Pero ahí estuve de nuevo, entrando a matar. Siento haberlo hecho así. Me gusta mirar a la muerte cara a cara. Pero no podía dejarte escapar, otra vez. Necesitaba que me dieras la vida o la muerte. Elegiste la segunda. Estuve más bravo que Arrojado, y sin embargo fue él el indultado. Seguiremos viviendo, bebiendo. Y lo que creó mi fantasía, con la ayuda del deseo, quedará en mi pecho para siempre. Los cinco minutos que dura esta vida. La eternidad. Dicen que el toreo es un arte efímero pero, desde el punto de vista de los dioses, de los hombres que se fueron, todo arte es efímero, hasta el brillar del sol.
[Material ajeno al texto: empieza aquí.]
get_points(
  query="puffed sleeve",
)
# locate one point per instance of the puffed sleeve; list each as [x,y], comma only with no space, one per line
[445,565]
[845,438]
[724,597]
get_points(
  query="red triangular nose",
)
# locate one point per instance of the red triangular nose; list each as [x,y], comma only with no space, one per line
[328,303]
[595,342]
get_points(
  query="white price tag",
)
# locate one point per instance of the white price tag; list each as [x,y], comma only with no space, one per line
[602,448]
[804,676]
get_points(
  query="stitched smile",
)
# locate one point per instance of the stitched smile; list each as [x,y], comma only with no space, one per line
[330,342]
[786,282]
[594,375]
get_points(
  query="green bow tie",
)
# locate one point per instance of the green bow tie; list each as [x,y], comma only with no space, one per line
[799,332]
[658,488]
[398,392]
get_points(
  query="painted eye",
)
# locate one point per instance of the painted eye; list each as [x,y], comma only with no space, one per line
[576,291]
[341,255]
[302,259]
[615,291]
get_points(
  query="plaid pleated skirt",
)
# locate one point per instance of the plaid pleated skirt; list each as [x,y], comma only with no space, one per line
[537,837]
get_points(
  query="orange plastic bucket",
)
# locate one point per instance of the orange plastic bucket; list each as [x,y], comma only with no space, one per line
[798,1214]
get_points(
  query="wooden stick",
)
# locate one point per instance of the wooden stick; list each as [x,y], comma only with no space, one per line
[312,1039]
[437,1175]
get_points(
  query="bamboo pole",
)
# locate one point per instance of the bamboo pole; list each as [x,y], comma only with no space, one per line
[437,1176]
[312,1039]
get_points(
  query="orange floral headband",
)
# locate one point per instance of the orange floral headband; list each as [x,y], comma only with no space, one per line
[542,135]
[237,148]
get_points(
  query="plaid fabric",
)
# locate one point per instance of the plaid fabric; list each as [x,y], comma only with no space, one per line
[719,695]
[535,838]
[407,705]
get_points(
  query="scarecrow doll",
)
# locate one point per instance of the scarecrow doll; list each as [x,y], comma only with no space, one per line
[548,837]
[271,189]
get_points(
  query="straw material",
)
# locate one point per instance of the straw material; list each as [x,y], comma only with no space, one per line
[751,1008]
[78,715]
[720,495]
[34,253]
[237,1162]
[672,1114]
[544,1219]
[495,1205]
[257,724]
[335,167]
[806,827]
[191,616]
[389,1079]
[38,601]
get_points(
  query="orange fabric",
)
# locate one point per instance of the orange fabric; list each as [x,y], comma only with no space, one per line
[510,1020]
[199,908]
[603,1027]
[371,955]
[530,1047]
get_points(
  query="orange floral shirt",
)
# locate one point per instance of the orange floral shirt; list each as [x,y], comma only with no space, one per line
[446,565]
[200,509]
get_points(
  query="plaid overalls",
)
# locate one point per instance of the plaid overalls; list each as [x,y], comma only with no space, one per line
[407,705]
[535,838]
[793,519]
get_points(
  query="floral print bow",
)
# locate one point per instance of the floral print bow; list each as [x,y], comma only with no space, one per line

Era muy difícil, ¿para qué complicarse la vida cinco minutos? Sé que era muy difícil, más todavía de lo habitual. Pero, ¿qué es lo habitual, querida? Si lo raro es vivir. No te pedí explicaciones, en todo caso. ¿Qué explicación es que mi columna se apodere de mi voluntad la segunda vez que te veo? La primera estabas lejos, sobre el escenario. Me gustaron tus formas, tu arte. Pienso que puedes ser aún más inglesa, que lo serás. Que así serás más tú y bailarás mejor. Flamenco. Pero tus formas, ay, tus formas, me encandilaron. Como me gustan otras, otros artistas. Pero la primera fue, en realidad, la segunda vez. La primera que vi tu mirada, tu hombro desnudo: la serenidad profunda de tus ojos, la trasparencia de tu piel. Sé más inglesa, es lo único que puedo decirte. Por lo demás, sabes que me enamoré la primera vez que te vi. Ahora te digo adiós. Y sólo me consuela, más aún que compartir la pena con Rick, el acordarme del día de mi boda.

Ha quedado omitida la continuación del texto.